Building Communities from the Ground Up

Building off the previous look at Lewis’s purchasing process, Melissa Edwards, Director of Purchasing and Contracts, leads the transition from approved purchase to actual payment, a process that requires equal parts system expertise and relationship management. Once the Contracts department enters, writes, and sends contracts out for signature, the invoice process can begin—turning approved purchases into actual payments, working with our Accounts Payable team. While the systems sound clean on paper, the real magic happens in problem-solving, led by Melissa, who serves as my indispensable partner in managing this complex operation. Her team handles hundreds of invoices weekly, catching issues before they become problems and ensuring every dollar spent has proper documentation and approval.

Common Challenges:

  • The 3-Way Match: Purchase orders & Work Agreement, receiving documents, and invoices must align perfectly. When they don’t, Melissa’s team investigates pricing changes, partial deliveries, and data entry errors.
  • Vendor Communication: About 20% of Melissa’s day involves coaching vendors on Lewis’s systems. “Send it to SoCalLand.invoices@lewismc.com, not directly to the project manager” becomes a frequent refrain.
  • Entity Complexity: Lewis operates multiple legal entities. Getting invoices to the right one matters for tax, legal, and accounting purposes.

The Approval Bottleneck

Invoices don’t get stuck in “the system,” they get stuck with people. Each Contract Administrator tracks approvals closely, sending reminders when invoices sit too long. 
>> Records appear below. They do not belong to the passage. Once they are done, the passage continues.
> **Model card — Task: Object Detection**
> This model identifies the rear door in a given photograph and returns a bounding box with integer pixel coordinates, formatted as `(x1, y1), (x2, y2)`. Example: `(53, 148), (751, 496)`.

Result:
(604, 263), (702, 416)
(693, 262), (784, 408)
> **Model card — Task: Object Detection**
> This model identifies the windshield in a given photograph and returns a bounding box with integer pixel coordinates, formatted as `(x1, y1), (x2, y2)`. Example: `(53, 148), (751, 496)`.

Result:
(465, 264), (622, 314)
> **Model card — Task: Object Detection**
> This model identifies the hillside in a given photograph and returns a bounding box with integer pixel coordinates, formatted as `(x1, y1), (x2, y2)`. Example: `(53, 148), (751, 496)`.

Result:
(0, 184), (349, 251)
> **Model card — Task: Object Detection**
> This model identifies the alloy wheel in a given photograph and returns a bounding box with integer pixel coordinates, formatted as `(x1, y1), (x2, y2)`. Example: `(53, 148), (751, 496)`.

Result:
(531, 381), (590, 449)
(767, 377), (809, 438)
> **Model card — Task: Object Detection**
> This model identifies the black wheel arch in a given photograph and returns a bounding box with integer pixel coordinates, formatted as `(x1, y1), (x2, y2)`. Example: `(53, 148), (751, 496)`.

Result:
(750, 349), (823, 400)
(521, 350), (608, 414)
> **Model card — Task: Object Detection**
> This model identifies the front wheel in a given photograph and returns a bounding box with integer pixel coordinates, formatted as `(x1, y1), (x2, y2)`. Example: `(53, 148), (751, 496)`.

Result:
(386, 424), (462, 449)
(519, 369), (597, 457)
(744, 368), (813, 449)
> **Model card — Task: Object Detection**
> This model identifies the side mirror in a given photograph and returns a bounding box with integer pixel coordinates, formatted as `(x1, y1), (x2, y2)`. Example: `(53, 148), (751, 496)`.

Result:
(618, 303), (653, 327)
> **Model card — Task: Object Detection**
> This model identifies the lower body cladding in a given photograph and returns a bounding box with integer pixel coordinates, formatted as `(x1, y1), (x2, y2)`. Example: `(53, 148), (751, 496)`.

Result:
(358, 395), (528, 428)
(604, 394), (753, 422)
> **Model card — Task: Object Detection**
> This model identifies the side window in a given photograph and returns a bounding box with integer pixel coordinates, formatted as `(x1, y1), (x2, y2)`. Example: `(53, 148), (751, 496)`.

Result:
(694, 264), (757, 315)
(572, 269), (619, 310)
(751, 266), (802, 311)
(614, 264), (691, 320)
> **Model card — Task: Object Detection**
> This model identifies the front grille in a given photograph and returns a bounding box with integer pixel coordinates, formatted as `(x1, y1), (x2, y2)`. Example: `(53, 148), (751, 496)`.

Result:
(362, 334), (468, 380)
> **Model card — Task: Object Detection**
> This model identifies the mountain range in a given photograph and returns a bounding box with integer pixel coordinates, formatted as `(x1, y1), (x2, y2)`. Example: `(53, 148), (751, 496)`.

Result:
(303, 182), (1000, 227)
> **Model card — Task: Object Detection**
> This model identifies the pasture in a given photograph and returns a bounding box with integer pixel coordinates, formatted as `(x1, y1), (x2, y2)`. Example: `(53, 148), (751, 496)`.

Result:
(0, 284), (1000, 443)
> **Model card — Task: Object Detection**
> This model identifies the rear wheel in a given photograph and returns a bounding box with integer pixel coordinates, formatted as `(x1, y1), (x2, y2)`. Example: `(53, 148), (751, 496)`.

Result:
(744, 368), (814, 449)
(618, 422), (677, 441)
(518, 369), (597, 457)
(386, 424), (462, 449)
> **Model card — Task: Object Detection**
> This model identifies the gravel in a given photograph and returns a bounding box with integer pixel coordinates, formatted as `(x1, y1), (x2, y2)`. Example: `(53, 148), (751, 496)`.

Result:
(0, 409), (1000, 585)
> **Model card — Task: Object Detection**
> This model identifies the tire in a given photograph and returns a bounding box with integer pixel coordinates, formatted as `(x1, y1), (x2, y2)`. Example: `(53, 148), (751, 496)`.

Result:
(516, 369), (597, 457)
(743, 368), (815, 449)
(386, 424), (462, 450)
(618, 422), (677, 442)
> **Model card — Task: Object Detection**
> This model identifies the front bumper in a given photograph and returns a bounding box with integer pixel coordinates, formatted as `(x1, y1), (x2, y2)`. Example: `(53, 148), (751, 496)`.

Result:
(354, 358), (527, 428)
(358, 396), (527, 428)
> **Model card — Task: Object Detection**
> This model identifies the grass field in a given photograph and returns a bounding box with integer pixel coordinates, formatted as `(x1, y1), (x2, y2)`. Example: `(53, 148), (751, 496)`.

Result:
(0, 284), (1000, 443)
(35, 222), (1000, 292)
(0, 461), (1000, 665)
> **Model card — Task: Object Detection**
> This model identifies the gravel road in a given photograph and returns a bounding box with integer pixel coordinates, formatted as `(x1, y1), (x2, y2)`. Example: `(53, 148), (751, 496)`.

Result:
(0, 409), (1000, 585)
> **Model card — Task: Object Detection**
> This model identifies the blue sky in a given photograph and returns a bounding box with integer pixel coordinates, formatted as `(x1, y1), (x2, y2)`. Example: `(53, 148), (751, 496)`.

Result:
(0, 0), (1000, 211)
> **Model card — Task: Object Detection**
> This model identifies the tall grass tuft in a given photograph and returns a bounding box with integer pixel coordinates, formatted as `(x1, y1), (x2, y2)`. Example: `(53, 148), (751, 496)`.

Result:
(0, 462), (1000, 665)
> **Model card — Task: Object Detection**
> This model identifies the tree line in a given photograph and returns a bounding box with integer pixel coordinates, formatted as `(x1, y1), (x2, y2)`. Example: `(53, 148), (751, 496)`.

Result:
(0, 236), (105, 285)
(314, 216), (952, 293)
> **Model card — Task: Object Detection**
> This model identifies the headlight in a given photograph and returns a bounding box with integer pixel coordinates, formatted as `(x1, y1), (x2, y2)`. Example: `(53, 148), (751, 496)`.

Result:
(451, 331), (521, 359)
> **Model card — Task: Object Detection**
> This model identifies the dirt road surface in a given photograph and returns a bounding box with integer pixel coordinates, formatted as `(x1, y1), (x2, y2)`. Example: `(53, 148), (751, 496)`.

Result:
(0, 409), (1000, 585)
Red Flags That Stop Payment

The team immediately flags:

  • Invoices without backup documentation
  • Pricing that doesn’t match the contract
  • Missing lien releases on construction work
  • Vendors not properly set up in JDE
  • Work performed before contract execution

Emergency Situations: When Rules Bend

Real emergency example: A sewer line breaks on a Friday afternoon. The superintendent can authorize immediate repair work, but the expectation is:

  • A call or email explaining the situation
  • Vendor information to expedite setup if needed
  • Contract and invoice documentation by Monday
  • Proper coding to the right project

Technology: Helpful but Imperfect

Bottomline automates routing, but it can’t:

  • Verify that work was actually completed
  • Catch if the wrong entity is being billed
  • Know if pricing changed mid-project
  • Replace human judgment on reasonableness

Lessons from the Contract Trenches

Key insights for anyone in AP/procurement:

  • Learn the business: Understanding construction helps catch errors
  • Build vendor relationships: You’ll need their help when problems arise
  • Document everything: Your future self will thank you
  • Stay calm under pressure: Vendors get frustrated; professionalism matters
  • Master the systems: Knowing workarounds saves time

The Unwritten Rules

Things everyone should understand:

  • Submitting invoices doesn’t mean immediate payment—approvals take time
  • “Rush” requests should be rare; frequent urgency signals poor planning
  • Champions who approve quickly get projects closed faster
  • Good coding at the start prevents cleanup work later
  • Relationships matter: vendors who communicate well get prioritized when there are issues

What Success Looks Like

A good week means:

  • Invoices processed within 48 hours of receipt
  • No aged items in the approval queue
  • Vendors paid on time
  • Month-end closing smoothly
  • Zero duplicate payments or errors

The Bottom Line

Methodical processing of paperwork bridges the gap between field operations and financial controls. Melissa Edwards, as leader of this critical function, ensures the team acts as relationship managers, problem-solvers, and guardians of financial integrity. Every invoice tells a story about a project, a vendor relationship, and the choices made in the field. The job is to make sure those stories have documentation to back them up and that everyone gets paid accurately and on time.